Choosing a toilet for an apartment
We recently needed to replace one of the toilets in the apartment building we own. Previously we had just bought whatever the home center associate recommended. This time we did a bit of research as to which brand would best fit our needs. We ended up picking the American Standard Cadet 3.
We wanted a reliable toilet that used standard parts, that was moderately priced and that was available at one of the large home centers where we routinely shop.
We looked at the following sources:
Maximum Performance (MaP) testing of popular models, 2008 -The Consumer Reports test results were not useful to us. They listed too few models to be able to find a match with what the home centers carry. In addition, most of the toilets they listed were the pressure assisted ones. We rejected these because they are loud, have more complexity which might be a source of maintenance problems, cost more and there seem to be many gravity toilets that perform very well.
The most highly rated gravity toilet by professional plumbers seemed to be the Toto Drake. Nobody seemed to have anything bad to say about it. Unfortunately the home centers didn't seem to carry it and it was fairly expensive.
Lowes and Home Depot both carried the American Standard Cadet 3. This passed the 1000 gram MaP flush test, the largest load that they test with.
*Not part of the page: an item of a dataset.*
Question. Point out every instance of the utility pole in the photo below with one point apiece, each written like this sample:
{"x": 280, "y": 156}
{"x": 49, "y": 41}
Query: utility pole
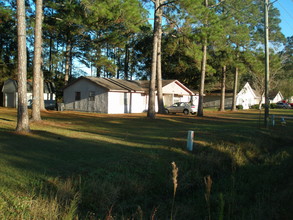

Terry Love's toilet report didn't mention it, but there was some grudging support for the Cadet 3 amongst professional plumbers who in general seemed to have a low opinion of American Standard quality. There were some reports of numerous installs of the toilet without any problems. That was good enough for us and we went with it.
We paid $121 for the white round front (RF) version at Lowes. We needed the RF version because the bathroom where it was installed is very small and the elongated version would have been too large.
The toilet came with a FluidMaster valve. That is the only kind we use, the cheaper toilets that we had purchased previously came with ball cock type valves. I replaced them before installation. It also came with some snap in bolt caps. They're the style I like to use so that was nice. It didn't come with a toilet seat. The cheaper toilets we have purchased previously came with very cheap plastic seats that weren't worth much anyway in my opinion. It also didn't come with a wax ring or toilet mounting bolts.
The toilet went together easily and I didn't have any complaints. It even came with an inexpensive socket tool to help with tightening the tank bolts. The only non-standard part that I saw was the large flapper. This doesn't seem to be much of an issue as I assume they're widely available and the large tank drain seemed to be a necessary element of why this toilet flushed so well. The tank drained almost instantly when the lever was pushed. It really looks like this thing is going to be a very reliable, very good flushing toilet. So far we're happy with the choice and we think it will be the toilet we install from now on.
You buy what works for you. In an apartment, it makes no sense to install top of the line fixtures that could be easily ruined by tenants who just don't care. I have the AS Cadet (not the 3) and have installed many of them for customers. No problems. What I look at in a toilet is the discharge hole being large. They can vary from 1-1/2" to 2-3/8". Full glazing through the trap to allow smooth flow of waste. I always use Fluidmaster fill-valves. If someone thinks they need a $500 toilet that will flush 16 golf balls, it is likely they need a Doctor and not a Plumber.
I have 2 American Standard toilets in my home and have had no problem with them. They are elongated models of another name but they work well for us.
I have been to a Plumbing Convention and Expo where Toto was flushing his16 golf balls and making his brags. I was the first to tell him I had witnessed an American Standard display in his same booth space the year before..... where they flushed 30 golf balls. And his Toto costs double.